As soon as the door was closed behind him, he hailed a passing cab.

“I’ll give you a florin if you can get to the Athenæum in three minutes,” he cried to the driver. He looked at his watch. “I think I shall just catch him.”

He knew that Lord Stonehenge was in the habit of passing an hour at the Athenæum after luncheon. He sat always in a certain chair, near the window, which by common consent was invariably left vacant for him. No one ventured to disturb him. He went in and out of the club, indifferent to his fellow-members, as if he did not notice that a soul was there. But Canon Spratte was an audacious man and did not fear to be importunate. He smiled with satisfaction when he saw Lord Stonehenge, heavily seated in his accustomed place. That vast mass of flesh had a ponderous immobility which suggested that it would be difficult for the Prime Minister to escape from his agile hands. He was turning over the pages of a review, but his mind appeared busy with other things.

Canon Spratte walked up jauntily with the Westminster Gazette in his hand. It contained a very amusing cartoon in which Sir John Durant, as a Turkish pasha, was seated on a beer-barrel, while the Prime Minister, in the garb of an odalisque, knelt humbly before him with uplifted hands. In the background were two satellites, one with a bow-string and the other with a scimitar.

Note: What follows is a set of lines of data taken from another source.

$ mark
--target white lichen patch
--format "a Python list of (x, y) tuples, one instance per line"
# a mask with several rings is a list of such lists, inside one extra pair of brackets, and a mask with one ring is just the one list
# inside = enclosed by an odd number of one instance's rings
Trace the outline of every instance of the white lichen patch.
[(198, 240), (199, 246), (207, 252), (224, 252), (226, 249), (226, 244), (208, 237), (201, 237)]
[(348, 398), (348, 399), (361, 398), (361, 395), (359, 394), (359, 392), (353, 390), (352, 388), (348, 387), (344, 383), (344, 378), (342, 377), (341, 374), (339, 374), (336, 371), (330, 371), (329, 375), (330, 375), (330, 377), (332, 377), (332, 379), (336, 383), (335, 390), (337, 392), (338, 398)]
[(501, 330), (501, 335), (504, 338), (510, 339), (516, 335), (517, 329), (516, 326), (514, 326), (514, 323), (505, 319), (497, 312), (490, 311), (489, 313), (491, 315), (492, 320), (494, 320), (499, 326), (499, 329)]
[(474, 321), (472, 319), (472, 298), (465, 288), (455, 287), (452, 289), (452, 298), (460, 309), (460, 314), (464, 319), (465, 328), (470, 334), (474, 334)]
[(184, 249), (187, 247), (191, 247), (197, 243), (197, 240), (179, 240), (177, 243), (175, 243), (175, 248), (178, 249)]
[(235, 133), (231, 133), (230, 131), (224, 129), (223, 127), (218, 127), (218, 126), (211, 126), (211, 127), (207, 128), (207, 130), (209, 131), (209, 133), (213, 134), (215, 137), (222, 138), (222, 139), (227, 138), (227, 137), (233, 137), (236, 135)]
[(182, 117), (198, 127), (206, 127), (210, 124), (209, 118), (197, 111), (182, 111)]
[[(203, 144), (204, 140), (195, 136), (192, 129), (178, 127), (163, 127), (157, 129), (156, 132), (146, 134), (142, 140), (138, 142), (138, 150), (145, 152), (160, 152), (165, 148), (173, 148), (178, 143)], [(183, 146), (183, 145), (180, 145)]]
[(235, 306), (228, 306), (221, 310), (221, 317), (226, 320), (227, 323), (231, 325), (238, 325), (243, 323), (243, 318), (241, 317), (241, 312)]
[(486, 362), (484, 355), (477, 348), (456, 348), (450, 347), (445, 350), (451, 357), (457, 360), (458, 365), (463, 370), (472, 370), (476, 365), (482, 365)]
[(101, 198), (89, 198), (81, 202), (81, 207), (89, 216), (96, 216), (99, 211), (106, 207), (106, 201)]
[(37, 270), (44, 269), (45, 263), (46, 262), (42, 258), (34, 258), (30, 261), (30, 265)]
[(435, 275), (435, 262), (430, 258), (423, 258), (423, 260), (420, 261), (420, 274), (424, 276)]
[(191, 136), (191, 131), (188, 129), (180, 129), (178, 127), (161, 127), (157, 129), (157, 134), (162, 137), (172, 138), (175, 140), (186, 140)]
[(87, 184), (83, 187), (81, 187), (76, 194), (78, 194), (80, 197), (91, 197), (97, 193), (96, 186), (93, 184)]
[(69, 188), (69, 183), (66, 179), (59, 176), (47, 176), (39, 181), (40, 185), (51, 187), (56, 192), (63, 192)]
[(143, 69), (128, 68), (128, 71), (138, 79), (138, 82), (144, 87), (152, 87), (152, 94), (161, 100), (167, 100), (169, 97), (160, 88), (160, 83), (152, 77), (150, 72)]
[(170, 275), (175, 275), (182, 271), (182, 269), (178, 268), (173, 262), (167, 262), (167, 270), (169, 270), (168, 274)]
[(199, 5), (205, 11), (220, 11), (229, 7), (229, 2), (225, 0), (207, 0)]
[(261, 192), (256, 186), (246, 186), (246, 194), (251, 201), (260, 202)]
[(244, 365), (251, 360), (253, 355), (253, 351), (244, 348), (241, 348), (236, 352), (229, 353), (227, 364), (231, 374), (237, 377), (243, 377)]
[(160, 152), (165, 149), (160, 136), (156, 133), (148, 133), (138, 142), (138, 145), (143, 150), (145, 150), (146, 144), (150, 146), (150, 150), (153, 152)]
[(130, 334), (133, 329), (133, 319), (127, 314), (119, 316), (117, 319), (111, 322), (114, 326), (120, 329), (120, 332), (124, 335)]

“Have you seen this?” said the Canon, sitting down coolly and handing the paper. “Capital, isn’t it?”

The Prime Minister turned his listless eyes on the intruder and for a moment wondered who on earth he was.

“I’ve just been lunching with Durant. He’s rather sore about it. Ticklish situation, isn’t it?”

“Are you Theodore Spratte?” asked Lord Stonehenge.

“I am,” laughed the Canon. “I hope Durant won’t do anything rash. I have a good deal of influence with him, and of course I’m doing my best to persuade him not to kick over the traces.”

A sudden light flashed in the Prime Minister’s eyes, and he saw that Canon Spratte had an object in thus speaking to him. He dived into the abysses of his memory, and recalled that he had offered him a deanery, which the Canon had refused. The man evidently wanted a bishopric or nothing. He remembered also something that his daughter had told him; he wondered what power the suave parson actually had with Sir John.